仿佛要释放多少年的感情一般,男性浓烈的气息肆意侵略着她的感官,几乎让她汗毛树立的那种感觉。依旧是那不舒服的姿势,脖子都快没知觉了,眼角渗出生理作用的眼泪,她不自觉地发出低吟。
不知过了多久铩羽才松开她,她一下子滑倒在他的脚下,然后干脆伏在他的腿上轻轻喘息。
接着,咦?
……啊,位置似乎不对。
她默默地爬起来到旁边的沙发上坐下。
说不出是什么感觉,有羞赧,有意外,更多的是溢满胸腔的惊喜。
她一边这样想着,一边听到了铩羽说:“你对花少太冷酷了。”他的声音比起方才低沉沙哑了不少,知道他在转移话题和转移注意力,但是……他们才刚刚那啥啥,为啥要提起花少。突然有种#男主都在搞基我该怎么办#的感觉。
“哪怕他在觊觎自己的嫂子吗。”她撇了撇嘴说道。
铩羽笑了下,没说话。
“我也是想让他思维清楚一点。”她说道。
房间里的旖旎氛围似乎渐渐散去了。
“我不懂,你为什么还要来这里。”铩羽说道。
“……我不想再有什么遗憾了。”她说道,“我想见你,我喜欢你,就是这样。”
“你知道吗。”铩羽慢慢地说,“如果你还是以前的伊莎贝拉,你现在根本走不出这个房间了。”
“因为我撩拨了你?”她猜测道。
显然铩羽对她的那个“撩拨”有些无语,但还是说道,“算是。”
“然后是囚禁Play么……”忍不住就想到一些不堪的记忆,她微微皱了皱眉。
“大概。”他说道,“我可不是什么好人。”
“我知道呀。”她笑眯眯地说道,“可是我愿意,即使你再怎样糟糕的对我我都会接受的,我喜欢你啊,铩羽。”
“可我爱你。”铩羽很平静地说道。
“爱吗……”她低下头沉默了一阵,“我忘了爱应该是什么样子了,对不起。”
“你还真是……”铩羽摇了摇头。
“可恶?”她问道。
“不是。”铩羽说。
“可爱?”她猜测道。
铩羽这次都不屑回她了。
“好吧。我知道你说的是我变了,对吧。”她只好这样说道。
“嗯。”铩羽说。
“那该怎么……所以说我该庆幸我不是从前的那个我了吗?你的意思是如果是从前的我的话会为你不顾一切生死相依如果你死了我也不活了,是有点正义感的,但囚禁起来就OK……类似这样的吧。”
“是。”
“你还真是一如既往的坦然。”她说道,“坦然得让我有点心痛。”
“是吗。”铩羽淡淡地说道。
“那对于现在的我呢?你是什么感觉。”她对这个稍微有一点好奇。
“如果你一直是这样的话,就……”铩羽没有说完,因为他们都知道没有“如果”。
但她已经明白了他的意思。
“如果我一直是这样的话,”她微微的自嘲的笑了,“你当初也就不会喜欢我了吧。”
铩羽没说话。
这种事谁知道呢。
屋子里再次安静下来。
这是铩羽的房间,布置得简单的过分,黑白的色调,但却并不是那种简约的装修风格。他的房间称不上有什么装修风格,不过从中也能看出他的心境来。

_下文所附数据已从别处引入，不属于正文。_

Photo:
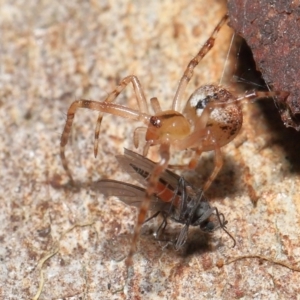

她整个人都上了沙发,把脚也拿了上去。因为一路都是光着脚的,所以她脚心此刻自然是有一些奇怪的东西的。她垂着眸仔细地清理着自己的脚丫子,一边放空自己的思绪。
“你什么时候走?”铩羽问道。
“啊。”她微愣了一下,没有问他是怎么知道她还会走的,这样的问题对于他们来说真的有点多余。她想了一会儿,挺认真地说,“从你这里得到足够的东西后我会走。”
“比如什么?”铩羽笑了。
“你欠我的感情。”她说。
“是么?”铩羽静静地看着她。
“还有我欠你的东西。”她缓缓地说,“以前说好的,战争结束后,一起生活。好吗。”
铩羽没有说战争还没有结束这类的话。
他们安静地对视。
直到彼此视线里其他景色都淡去,只留下他们自己。
铩羽说,“好。”
作者有话要说: PS:
我不知道为什么现在好多感情都写不出来了,可能是心境缘故吧。
就像其实我最喜欢的男人类型是我上篇文《电竞之女王本纪》里的男主角程洛凡,一开始我觉得我把他们两人的感情写的特别好,几乎一口气写完了正文,前几天开始写番外的时候发现根本写不出来这种感觉了。我以为是太久没写那个文的缘故,可今天写铩羽和林念夕的感情时发现也是如此。
我感觉好可惜。
其实铩羽的部分性格来源于我的前男友,嗯,前男友,当时写这个文的时候……其实机甲篇的设定更早一些,是在这个文之前的——我和他只是朋友,但是当时关系不错,我很喜欢他性格里的一部分东西,所以以他为原型设定了这个角色,到后来我们莫名其妙的交往了,再后来分手。然后我就对铩羽这个角色有点写不出来了咳咳咳咳咳咳咳咳咳咳。
默默趴地。
第77章 流亡天堂(3)
《天龙八部》里, 萧峰对阿朱说,等此事已了,他们就去塞外隐居, 打猎放牧,平静生活。当年丐帮帮主的萧峰是何等的意气奋发,可这样的热血男儿后来却说, “萧某得有今日,别说要我重当丐帮帮主,就是叫我做大宋皇帝, 我也不干。”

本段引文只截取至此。